Wyszukiwanie osób w brytyjskim serwisie
Brytyjski odpowiednik naszego generalnego inspektora ochrony danych osobowych - ICO (chociaż mający szersze kompetencje) stwierdził, że brytyjski wydawca witryny internetowej, która została stworzona by ułatwić poszukiwanie informacji na temat osób fizycznych, narusza zasady ochrony danych osobowych. Podobno to pierwszy taki przypadek, gdy ten urząd wydał decyzję w stosunku do wydawcy witryny internetowej. Przed Polską stoi wyzwanie dotyczące wtórnego wykorzystania informacji pochodzących z sektora publicznego...
Chodzi o witrynę b4usearch.com i jej wydawcę z Birmingham. Information Commissioner's Office (ICO) uznało, że jej wydawca narusza zasady ustawy the Data Protection Act (DPA). B4U jednak twierdzi, że nie otrzymało żadnej informacji na temat wydanej przez ICO decyzji.
Jak donosi serwis Out-law: naruszenie prawa ma polegać na tym, że B4U wykorzystuje dane wyborcze sprzed 2002 roku, a od tego czasu osoby fizyczne miały możliwość usunięcia informacji o sobie z publicznych rejestrów tego typu. Przedsiębiorca ponoć ignoruje również wszelkie żądania pochodzące od osób fizycznych, które domagają się usunięcia danych ich dotyczących. Wedle wypowiedzi przedstawiciela ICO - urząd otrzymał 1,600 skarg na wydawcę witryny i część z nich dotyczyła właśnie braku reakcji na żądania usunięcia danych dotyczących wnioskodawców. Raj Banga, właściciel serwisu, twierdzi, że nie otrzymał żadnej decyzji z ICO, jak również nigdy nie zignorował żadnego otrzymanego żądania usunięcia danych od osób fizycznych, których dane pozwala wyszukiwać w swoim serwisie.
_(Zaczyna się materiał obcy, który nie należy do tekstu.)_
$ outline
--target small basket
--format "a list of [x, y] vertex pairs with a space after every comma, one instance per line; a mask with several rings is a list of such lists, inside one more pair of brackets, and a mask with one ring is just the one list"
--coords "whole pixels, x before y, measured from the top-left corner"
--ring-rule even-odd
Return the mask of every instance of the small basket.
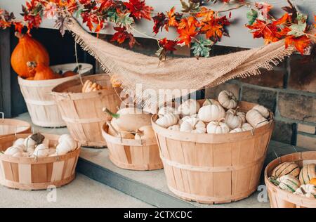
[[116, 112], [121, 100], [112, 87], [108, 75], [100, 74], [82, 78], [83, 82], [88, 79], [106, 89], [81, 93], [80, 79], [74, 79], [57, 86], [52, 93], [72, 136], [83, 146], [103, 148], [106, 143], [101, 128], [109, 116], [102, 109], [106, 107]]
[[[0, 151], [5, 151], [19, 138], [30, 134], [7, 136], [0, 138]], [[44, 143], [55, 147], [59, 136], [43, 134]], [[13, 157], [0, 153], [0, 184], [15, 189], [46, 190], [50, 185], [60, 187], [75, 177], [80, 147], [65, 155], [47, 157]]]
[[[93, 67], [90, 64], [79, 63], [81, 74], [91, 74]], [[76, 63], [58, 65], [51, 67], [58, 70], [73, 70]], [[18, 77], [18, 81], [31, 116], [32, 122], [43, 127], [62, 127], [66, 126], [55, 104], [51, 90], [55, 86], [71, 79], [78, 79], [79, 75], [48, 80], [26, 80]]]
[[282, 190], [268, 178], [272, 170], [284, 162], [294, 162], [300, 167], [305, 164], [316, 162], [316, 152], [301, 152], [289, 154], [272, 161], [265, 169], [265, 182], [268, 188], [270, 204], [272, 208], [316, 208], [316, 199], [302, 197]]
[[[199, 100], [201, 105], [204, 100]], [[256, 104], [239, 102], [246, 112]], [[257, 190], [273, 129], [267, 124], [235, 133], [191, 133], [171, 131], [152, 119], [169, 189], [178, 197], [200, 203], [237, 201]]]
[[126, 139], [107, 133], [106, 124], [102, 135], [110, 150], [110, 159], [123, 169], [132, 170], [154, 170], [163, 168], [156, 138], [145, 140]]
[[25, 121], [4, 119], [4, 114], [0, 112], [0, 138], [19, 133], [31, 133], [31, 125]]

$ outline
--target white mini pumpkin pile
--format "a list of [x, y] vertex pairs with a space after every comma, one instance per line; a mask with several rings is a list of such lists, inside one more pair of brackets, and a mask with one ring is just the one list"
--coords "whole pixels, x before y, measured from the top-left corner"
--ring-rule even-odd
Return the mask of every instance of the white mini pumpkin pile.
[[39, 133], [18, 138], [4, 154], [13, 157], [46, 157], [65, 155], [78, 147], [76, 141], [68, 134], [60, 136], [55, 148], [48, 148], [44, 139], [44, 136]]
[[269, 180], [283, 190], [316, 198], [316, 164], [309, 164], [300, 169], [294, 162], [284, 162], [272, 171]]
[[268, 123], [270, 112], [264, 106], [256, 105], [246, 114], [238, 110], [237, 104], [232, 92], [223, 91], [218, 101], [206, 99], [202, 107], [193, 99], [183, 103], [177, 110], [163, 107], [156, 124], [182, 132], [227, 133], [251, 131]]
[[154, 138], [151, 125], [151, 115], [134, 107], [120, 109], [114, 114], [107, 108], [103, 111], [112, 116], [107, 122], [107, 133], [113, 136], [126, 138], [144, 140]]

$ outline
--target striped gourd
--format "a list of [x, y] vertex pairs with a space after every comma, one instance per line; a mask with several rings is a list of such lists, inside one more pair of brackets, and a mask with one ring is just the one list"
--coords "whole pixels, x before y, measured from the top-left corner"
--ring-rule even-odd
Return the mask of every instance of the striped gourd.
[[291, 175], [284, 175], [279, 178], [279, 187], [283, 190], [294, 192], [301, 185], [300, 181]]
[[316, 178], [316, 164], [310, 164], [303, 166], [299, 178], [301, 184], [308, 184], [312, 178]]
[[300, 174], [300, 167], [294, 162], [286, 162], [280, 164], [272, 171], [271, 176], [274, 178], [280, 178], [284, 175], [291, 175], [298, 176]]

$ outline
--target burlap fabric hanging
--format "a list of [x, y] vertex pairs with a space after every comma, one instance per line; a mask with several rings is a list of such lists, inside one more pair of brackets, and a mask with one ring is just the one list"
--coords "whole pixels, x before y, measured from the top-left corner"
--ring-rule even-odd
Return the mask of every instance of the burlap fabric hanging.
[[[161, 103], [166, 99], [164, 95], [149, 99], [150, 92], [153, 91], [157, 94], [162, 89], [189, 89], [192, 92], [233, 78], [259, 74], [259, 68], [272, 70], [294, 51], [293, 47], [285, 48], [282, 40], [208, 58], [169, 58], [158, 65], [157, 57], [133, 52], [92, 36], [74, 19], [71, 19], [68, 29], [74, 33], [76, 41], [101, 63], [104, 71], [119, 80], [123, 89], [144, 106]], [[144, 91], [141, 96], [136, 93], [139, 84]]]

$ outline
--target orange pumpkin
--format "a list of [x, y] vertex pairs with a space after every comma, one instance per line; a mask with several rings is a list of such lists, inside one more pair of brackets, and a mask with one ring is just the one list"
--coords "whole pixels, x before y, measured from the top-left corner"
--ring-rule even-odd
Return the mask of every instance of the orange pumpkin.
[[76, 74], [77, 74], [77, 73], [74, 72], [72, 72], [72, 71], [67, 71], [67, 72], [64, 72], [64, 74], [62, 74], [62, 77], [69, 77], [74, 76], [74, 75], [76, 75]]
[[28, 61], [49, 65], [48, 53], [39, 41], [28, 34], [15, 32], [15, 36], [19, 39], [19, 42], [11, 54], [11, 65], [19, 76], [24, 78], [34, 76], [34, 73], [29, 72]]
[[58, 77], [56, 73], [55, 73], [49, 66], [46, 66], [43, 63], [37, 63], [34, 61], [27, 62], [27, 63], [29, 72], [34, 73], [35, 71], [35, 75], [34, 76], [33, 80], [52, 79]]

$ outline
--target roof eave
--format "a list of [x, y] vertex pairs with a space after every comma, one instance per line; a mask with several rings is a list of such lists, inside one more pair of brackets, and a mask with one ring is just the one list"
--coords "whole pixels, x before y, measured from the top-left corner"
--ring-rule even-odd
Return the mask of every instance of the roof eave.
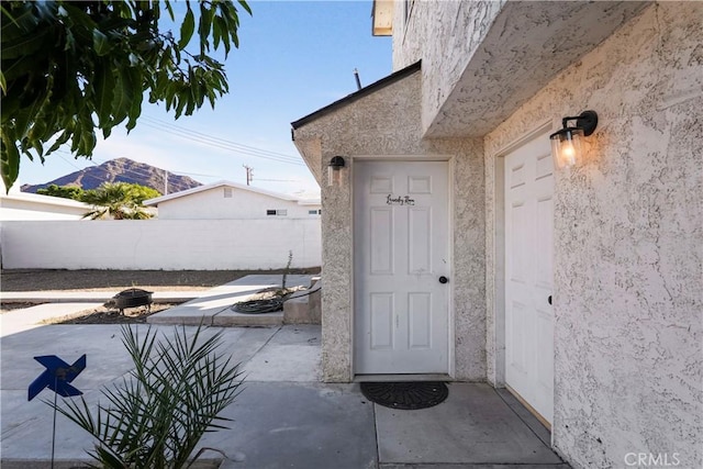
[[410, 75], [413, 75], [414, 72], [416, 72], [417, 70], [420, 70], [422, 68], [422, 60], [419, 60], [405, 68], [402, 68], [391, 75], [389, 75], [388, 77], [381, 78], [380, 80], [365, 87], [361, 88], [358, 91], [353, 92], [352, 94], [348, 94], [344, 98], [342, 98], [341, 100], [337, 100], [335, 102], [333, 102], [332, 104], [328, 104], [322, 109], [319, 109], [317, 111], [305, 115], [304, 118], [299, 119], [298, 121], [291, 122], [291, 126], [293, 127], [293, 131], [302, 127], [303, 125], [322, 118], [323, 115], [330, 114], [334, 111], [336, 111], [337, 109], [345, 107], [347, 104], [350, 104], [372, 92], [376, 92], [378, 90], [380, 90], [381, 88], [384, 88], [389, 85], [394, 83], [395, 81], [399, 81]]

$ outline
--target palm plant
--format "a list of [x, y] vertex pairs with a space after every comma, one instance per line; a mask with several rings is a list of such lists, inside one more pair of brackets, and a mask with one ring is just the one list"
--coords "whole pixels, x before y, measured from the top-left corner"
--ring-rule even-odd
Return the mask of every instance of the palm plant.
[[160, 196], [158, 191], [127, 182], [104, 182], [98, 189], [88, 190], [81, 201], [93, 205], [85, 219], [146, 220], [150, 219], [142, 202]]
[[243, 380], [238, 365], [217, 353], [222, 332], [189, 337], [176, 327], [172, 338], [157, 340], [149, 328], [122, 327], [122, 343], [134, 369], [121, 386], [102, 390], [108, 405], [93, 413], [85, 399], [67, 401], [57, 411], [96, 439], [89, 455], [102, 468], [188, 468], [204, 450], [192, 455], [205, 432], [226, 428], [219, 414], [230, 405]]

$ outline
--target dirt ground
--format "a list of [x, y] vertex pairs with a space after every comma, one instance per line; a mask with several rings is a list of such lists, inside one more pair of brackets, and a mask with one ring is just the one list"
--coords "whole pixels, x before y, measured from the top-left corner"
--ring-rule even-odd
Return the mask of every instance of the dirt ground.
[[[256, 273], [282, 275], [282, 270], [27, 270], [4, 269], [0, 271], [0, 291], [114, 291], [141, 288], [148, 291], [209, 290], [238, 278]], [[320, 269], [291, 269], [294, 273], [320, 273]], [[0, 314], [37, 303], [1, 303]], [[60, 322], [60, 324], [135, 324], [145, 323], [146, 317], [176, 304], [152, 304], [133, 308], [120, 314], [118, 310], [100, 306], [85, 315]]]
[[[319, 268], [291, 269], [319, 273]], [[209, 290], [254, 273], [282, 270], [54, 270], [3, 269], [0, 291], [113, 291], [141, 288], [148, 291]]]

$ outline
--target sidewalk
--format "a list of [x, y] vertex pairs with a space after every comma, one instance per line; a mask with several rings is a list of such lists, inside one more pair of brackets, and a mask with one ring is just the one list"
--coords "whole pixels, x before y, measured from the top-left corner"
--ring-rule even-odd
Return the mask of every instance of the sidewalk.
[[[222, 289], [212, 293], [221, 295]], [[200, 301], [214, 300], [205, 294]], [[13, 313], [3, 316], [8, 314]], [[174, 326], [152, 327], [174, 333]], [[121, 382], [131, 362], [116, 325], [15, 328], [5, 331], [3, 317], [1, 466], [48, 467], [53, 413], [42, 399], [53, 394], [45, 390], [27, 402], [29, 383], [43, 371], [33, 357], [57, 355], [72, 361], [86, 354], [87, 368], [72, 384], [89, 403], [98, 401], [103, 386]], [[569, 467], [549, 449], [548, 432], [514, 398], [488, 384], [449, 383], [449, 398], [431, 409], [387, 409], [369, 403], [356, 383], [320, 381], [320, 326], [216, 330], [245, 376], [244, 391], [223, 415], [233, 418], [231, 429], [202, 440], [228, 456], [223, 469]], [[81, 429], [59, 416], [56, 434], [56, 458], [63, 461], [57, 469], [87, 460], [91, 442]]]

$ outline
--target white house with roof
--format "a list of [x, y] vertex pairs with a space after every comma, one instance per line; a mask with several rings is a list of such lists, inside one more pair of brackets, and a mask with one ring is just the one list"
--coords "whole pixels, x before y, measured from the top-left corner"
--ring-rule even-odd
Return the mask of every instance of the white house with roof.
[[0, 221], [81, 220], [91, 205], [60, 197], [21, 192], [19, 182], [5, 193], [0, 180]]
[[232, 181], [161, 196], [144, 201], [158, 208], [159, 220], [254, 220], [320, 217], [320, 199], [298, 199]]
[[703, 467], [703, 2], [375, 13], [394, 72], [292, 123], [324, 379], [487, 381], [574, 468]]

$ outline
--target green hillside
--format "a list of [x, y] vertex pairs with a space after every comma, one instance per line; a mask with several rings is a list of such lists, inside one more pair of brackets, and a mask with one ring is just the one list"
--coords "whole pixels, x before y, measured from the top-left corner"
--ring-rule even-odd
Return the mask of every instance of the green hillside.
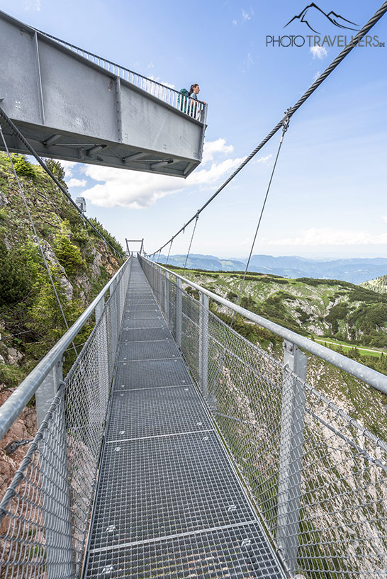
[[[242, 272], [176, 271], [211, 291], [237, 301]], [[195, 293], [189, 287], [186, 289]], [[338, 280], [286, 279], [249, 273], [240, 305], [298, 334], [316, 340], [327, 338], [328, 342], [340, 342], [341, 346], [329, 347], [361, 359], [379, 371], [387, 371], [387, 295]], [[213, 307], [225, 321], [230, 319], [230, 312], [226, 308], [215, 304]], [[234, 326], [245, 337], [264, 347], [269, 341], [274, 344], [281, 342], [274, 337], [269, 339], [269, 332], [240, 316], [236, 317]], [[364, 349], [360, 349], [361, 347]], [[373, 349], [375, 352], [368, 352]], [[384, 352], [386, 354], [381, 354]]]
[[[69, 326], [120, 266], [43, 169], [13, 155]], [[60, 163], [50, 167], [64, 184]], [[118, 252], [122, 247], [94, 222]], [[8, 157], [0, 153], [0, 383], [16, 386], [66, 327]], [[77, 337], [85, 341], [91, 326]], [[67, 352], [68, 368], [74, 356]]]
[[362, 288], [372, 290], [378, 293], [387, 293], [387, 276], [381, 276], [381, 277], [377, 277], [376, 279], [364, 281], [360, 285]]

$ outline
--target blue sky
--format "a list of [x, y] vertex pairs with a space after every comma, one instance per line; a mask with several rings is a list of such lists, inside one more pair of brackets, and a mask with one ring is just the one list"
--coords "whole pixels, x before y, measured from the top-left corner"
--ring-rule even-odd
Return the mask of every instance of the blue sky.
[[[267, 46], [268, 35], [313, 34], [299, 22], [283, 28], [308, 4], [0, 0], [0, 9], [177, 89], [200, 84], [200, 97], [209, 103], [205, 154], [186, 180], [66, 167], [70, 191], [86, 198], [88, 215], [121, 242], [145, 237], [151, 252], [196, 213], [340, 51]], [[361, 28], [382, 2], [317, 4]], [[387, 256], [387, 16], [370, 34], [386, 47], [354, 49], [293, 116], [254, 253]], [[202, 213], [193, 252], [248, 254], [279, 139]], [[172, 253], [186, 252], [190, 237], [187, 228]]]

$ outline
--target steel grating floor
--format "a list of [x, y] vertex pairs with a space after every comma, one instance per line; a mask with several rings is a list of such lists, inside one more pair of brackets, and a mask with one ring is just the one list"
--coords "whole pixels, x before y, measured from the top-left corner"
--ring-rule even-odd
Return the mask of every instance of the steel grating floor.
[[84, 577], [284, 579], [136, 259], [117, 360]]

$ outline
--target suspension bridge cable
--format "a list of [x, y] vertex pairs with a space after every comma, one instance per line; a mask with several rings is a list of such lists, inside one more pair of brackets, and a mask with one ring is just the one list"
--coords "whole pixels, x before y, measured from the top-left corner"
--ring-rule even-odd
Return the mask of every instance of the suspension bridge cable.
[[[50, 268], [49, 268], [49, 266], [48, 266], [48, 264], [47, 264], [47, 259], [46, 259], [46, 258], [45, 258], [45, 255], [44, 252], [43, 252], [43, 248], [42, 247], [42, 244], [41, 244], [41, 243], [40, 243], [40, 237], [39, 237], [39, 235], [38, 235], [38, 232], [37, 232], [36, 228], [35, 228], [35, 224], [34, 224], [34, 223], [33, 223], [33, 218], [32, 218], [32, 215], [31, 215], [31, 214], [30, 214], [30, 209], [29, 209], [29, 208], [28, 208], [28, 203], [27, 203], [27, 200], [26, 200], [26, 196], [25, 196], [25, 195], [24, 195], [24, 192], [23, 192], [23, 188], [22, 188], [22, 186], [21, 186], [21, 185], [20, 181], [19, 181], [18, 177], [18, 174], [17, 174], [16, 171], [16, 169], [15, 169], [15, 167], [14, 167], [14, 165], [13, 165], [13, 160], [12, 160], [12, 157], [11, 157], [11, 154], [10, 154], [10, 152], [9, 152], [9, 148], [8, 148], [8, 147], [7, 147], [7, 145], [6, 145], [6, 140], [5, 140], [5, 137], [4, 137], [4, 133], [3, 133], [3, 129], [2, 129], [2, 128], [1, 128], [1, 125], [0, 125], [0, 133], [1, 133], [1, 139], [2, 139], [3, 142], [4, 142], [4, 147], [5, 147], [5, 149], [6, 149], [6, 153], [7, 153], [7, 154], [8, 154], [8, 157], [9, 157], [9, 161], [10, 161], [10, 162], [11, 162], [11, 167], [12, 167], [12, 170], [13, 170], [13, 174], [15, 175], [15, 177], [16, 177], [16, 182], [17, 182], [17, 184], [18, 184], [18, 189], [19, 189], [20, 193], [21, 193], [21, 198], [22, 198], [22, 199], [23, 199], [23, 203], [24, 203], [24, 206], [26, 207], [26, 210], [27, 210], [27, 213], [28, 213], [28, 218], [29, 218], [29, 220], [30, 220], [30, 224], [31, 224], [31, 227], [32, 227], [32, 229], [33, 229], [33, 234], [34, 234], [35, 237], [35, 239], [36, 239], [36, 241], [37, 241], [37, 242], [38, 242], [38, 245], [39, 246], [39, 249], [40, 249], [40, 254], [41, 254], [41, 256], [42, 256], [42, 258], [43, 258], [43, 262], [44, 262], [44, 264], [45, 264], [45, 269], [47, 269], [47, 273], [48, 274], [48, 277], [50, 278], [50, 281], [51, 282], [51, 285], [52, 285], [52, 289], [54, 290], [54, 293], [55, 293], [55, 298], [56, 298], [56, 299], [57, 299], [57, 302], [58, 303], [59, 308], [60, 308], [60, 312], [61, 312], [61, 313], [62, 313], [62, 317], [63, 317], [63, 320], [64, 320], [64, 325], [66, 326], [66, 329], [67, 329], [67, 330], [68, 330], [68, 329], [69, 329], [69, 325], [68, 325], [68, 323], [67, 323], [67, 320], [66, 319], [66, 316], [65, 316], [65, 315], [64, 315], [64, 310], [63, 310], [63, 308], [62, 307], [62, 303], [61, 303], [60, 300], [60, 298], [59, 298], [59, 296], [58, 296], [58, 294], [57, 294], [57, 289], [56, 289], [56, 288], [55, 288], [55, 284], [54, 283], [54, 280], [52, 279], [52, 275], [51, 275], [51, 272], [50, 272]], [[74, 352], [75, 352], [76, 355], [77, 355], [77, 356], [78, 356], [78, 352], [77, 352], [77, 348], [75, 347], [75, 344], [74, 344], [74, 342], [72, 342], [72, 347], [74, 348]]]
[[168, 255], [167, 256], [167, 265], [168, 265], [168, 260], [169, 259], [169, 254], [171, 253], [171, 249], [172, 249], [172, 243], [174, 242], [174, 238], [171, 240], [171, 244], [169, 245], [169, 249], [168, 250]]
[[[245, 286], [245, 282], [246, 281], [246, 275], [247, 274], [247, 271], [249, 269], [249, 266], [250, 264], [250, 259], [252, 259], [252, 252], [253, 252], [253, 250], [254, 250], [254, 246], [255, 245], [255, 242], [257, 240], [257, 236], [258, 235], [258, 231], [259, 230], [259, 227], [261, 225], [261, 221], [262, 220], [262, 215], [264, 214], [264, 208], [265, 208], [265, 206], [266, 206], [266, 202], [267, 201], [267, 197], [269, 196], [269, 191], [270, 191], [270, 187], [271, 186], [271, 181], [273, 181], [273, 177], [274, 176], [274, 172], [275, 172], [275, 170], [276, 170], [276, 164], [277, 164], [278, 158], [279, 157], [279, 152], [280, 152], [281, 148], [282, 147], [282, 143], [284, 142], [284, 137], [285, 136], [285, 133], [288, 130], [288, 126], [289, 126], [289, 117], [288, 116], [286, 117], [285, 121], [284, 122], [284, 125], [283, 125], [283, 128], [282, 128], [282, 135], [281, 135], [280, 141], [279, 141], [279, 147], [278, 147], [277, 154], [276, 155], [274, 164], [273, 165], [273, 169], [271, 171], [271, 174], [270, 179], [269, 180], [269, 184], [267, 186], [266, 195], [264, 196], [264, 202], [262, 203], [262, 207], [261, 208], [261, 213], [259, 214], [259, 218], [258, 220], [258, 223], [257, 225], [257, 229], [255, 230], [255, 235], [254, 236], [254, 239], [253, 239], [252, 243], [252, 247], [250, 248], [250, 252], [249, 254], [249, 259], [247, 259], [247, 263], [246, 264], [246, 268], [245, 269], [245, 274], [243, 274], [243, 279], [242, 280], [242, 283], [240, 284], [240, 289], [239, 289], [238, 297], [237, 297], [237, 305], [240, 305], [240, 298], [242, 297], [242, 291], [243, 290], [243, 287]], [[230, 327], [232, 327], [232, 324], [234, 323], [235, 317], [235, 311], [234, 310], [232, 312], [232, 317], [231, 319], [231, 323], [230, 325]]]
[[[387, 12], [387, 1], [383, 2], [382, 6], [379, 8], [376, 12], [374, 14], [372, 18], [371, 18], [369, 21], [363, 26], [361, 30], [360, 30], [357, 34], [353, 38], [351, 42], [347, 45], [347, 46], [343, 48], [341, 52], [336, 57], [336, 58], [330, 63], [330, 64], [325, 69], [325, 70], [320, 75], [320, 77], [313, 82], [312, 85], [309, 87], [309, 89], [303, 94], [303, 96], [297, 101], [296, 104], [291, 106], [288, 110], [288, 118], [291, 118], [293, 115], [300, 108], [300, 107], [305, 103], [305, 101], [309, 99], [309, 97], [314, 93], [314, 91], [318, 89], [320, 85], [325, 80], [327, 77], [328, 77], [331, 72], [332, 72], [340, 64], [342, 60], [343, 60], [345, 57], [349, 54], [351, 50], [354, 48], [360, 40], [366, 35], [366, 34], [369, 32], [371, 28], [378, 22], [378, 20]], [[176, 237], [179, 235], [182, 231], [184, 230], [186, 227], [189, 225], [196, 217], [198, 213], [200, 214], [201, 212], [206, 209], [206, 208], [213, 201], [215, 197], [219, 195], [219, 193], [225, 189], [225, 187], [228, 185], [228, 184], [232, 181], [234, 177], [235, 177], [238, 173], [242, 171], [243, 167], [245, 167], [247, 163], [251, 161], [251, 159], [257, 154], [257, 153], [261, 150], [261, 149], [270, 140], [271, 137], [273, 137], [276, 133], [283, 126], [284, 121], [286, 117], [284, 117], [275, 127], [274, 127], [270, 133], [265, 137], [265, 138], [261, 141], [259, 145], [258, 145], [255, 149], [254, 149], [252, 152], [247, 155], [247, 157], [245, 159], [245, 160], [240, 164], [240, 165], [234, 171], [234, 172], [224, 181], [224, 183], [219, 187], [217, 191], [213, 193], [213, 195], [210, 197], [210, 198], [204, 203], [202, 207], [198, 210], [197, 213], [196, 213], [191, 219], [185, 223], [182, 227], [181, 227], [179, 231], [174, 234], [173, 237]], [[169, 243], [171, 240], [168, 240], [168, 241], [162, 245], [159, 251], [165, 247], [166, 245]], [[157, 252], [155, 252], [157, 253]], [[153, 254], [154, 255], [155, 254]]]
[[198, 225], [198, 220], [199, 218], [199, 213], [198, 212], [196, 213], [196, 220], [195, 221], [195, 225], [194, 225], [194, 230], [192, 231], [192, 235], [191, 236], [191, 241], [189, 242], [189, 247], [188, 248], [187, 254], [186, 256], [186, 261], [184, 263], [184, 266], [183, 269], [186, 269], [186, 266], [187, 264], [188, 256], [189, 255], [189, 252], [191, 251], [191, 246], [192, 245], [192, 240], [194, 239], [194, 235], [195, 235], [195, 230], [196, 229], [196, 225]]
[[[9, 117], [8, 116], [6, 113], [3, 110], [3, 108], [1, 106], [0, 106], [0, 117], [1, 117], [3, 118], [3, 120], [5, 121], [5, 123], [6, 123], [6, 124], [9, 125], [9, 127], [12, 130], [13, 133], [18, 137], [18, 139], [20, 139], [20, 140], [23, 142], [23, 144], [27, 147], [27, 149], [28, 150], [30, 153], [33, 155], [33, 157], [35, 157], [35, 158], [36, 159], [36, 160], [38, 161], [39, 164], [44, 169], [44, 170], [46, 172], [46, 173], [47, 173], [47, 174], [50, 175], [50, 176], [51, 177], [52, 181], [60, 188], [61, 191], [66, 196], [66, 197], [67, 198], [69, 201], [71, 203], [71, 204], [74, 206], [74, 207], [77, 209], [77, 212], [81, 215], [81, 216], [82, 216], [82, 212], [81, 211], [81, 210], [79, 209], [79, 208], [78, 207], [78, 206], [77, 205], [75, 201], [74, 201], [74, 200], [73, 200], [72, 197], [71, 196], [71, 195], [69, 194], [69, 193], [64, 189], [63, 185], [62, 185], [62, 184], [60, 183], [60, 181], [55, 177], [55, 176], [54, 175], [52, 172], [50, 171], [50, 169], [47, 167], [47, 166], [46, 165], [46, 164], [45, 163], [43, 159], [41, 158], [41, 157], [36, 152], [35, 149], [33, 149], [33, 147], [30, 145], [30, 143], [28, 142], [27, 139], [26, 139], [26, 137], [24, 137], [23, 133], [21, 133], [21, 131], [18, 130], [18, 128], [16, 127], [16, 125], [11, 121], [11, 120], [9, 118]], [[109, 246], [109, 247], [111, 249], [113, 249], [113, 253], [116, 254], [116, 251], [115, 248], [112, 245], [111, 245], [111, 244], [108, 241], [106, 241], [106, 240], [105, 239], [103, 235], [101, 233], [100, 233], [100, 232], [98, 230], [98, 229], [96, 227], [94, 227], [94, 225], [89, 220], [89, 219], [86, 217], [84, 217], [84, 219], [86, 219], [86, 220], [87, 221], [87, 223], [89, 223], [90, 227], [96, 232], [96, 233], [98, 235], [99, 235], [99, 237], [101, 237], [105, 243], [107, 243], [107, 244]]]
Sytuacja prawna rejestrów wyborczych wyjaśniona jest w jednej z notatek, które można znaleźć w serwisie ICO: Use of Personal Information available on the Electoral Roll (PDF). Chodzi o to, że na mocy ustawy the Representation of the People (Amendment) Regulations 1990 Biuro wyborcze (Electoral Registration Officers) było zobowiązane do sprzedawania danych wyborczych każdemu, kto wyraził ochotę ich nabycia. Urząd uznał, że tego typu prawo stoi w jawnej sprzeczności z prawami człowieka (uregulowanymi przez the Human Rights Act 1998), a następnie potwierdził taki punkt widzenia niezawisły sąd. W efekcie - rozpoczęto proces minimalizowania skutków wcześniejszych regulacji. Przyjęto m.in. ustawę the Representation of the People (Amendment) Regulations 2002, na mocy której powstały dwie wersje oficjalnego rejestru - pełny (dostępny dla uprawnionych organów państwa) oraz okrojony (tylko ten ostatni jest udostępniany komercyjnym podmiotom). Przyznano również osobom fizycznym prawo żądania usunięcia niektórych ich danych z rejestru. Tacy przedsiębiorcy jak B4U dysponują wciąż zbiorem w pełnej wersji.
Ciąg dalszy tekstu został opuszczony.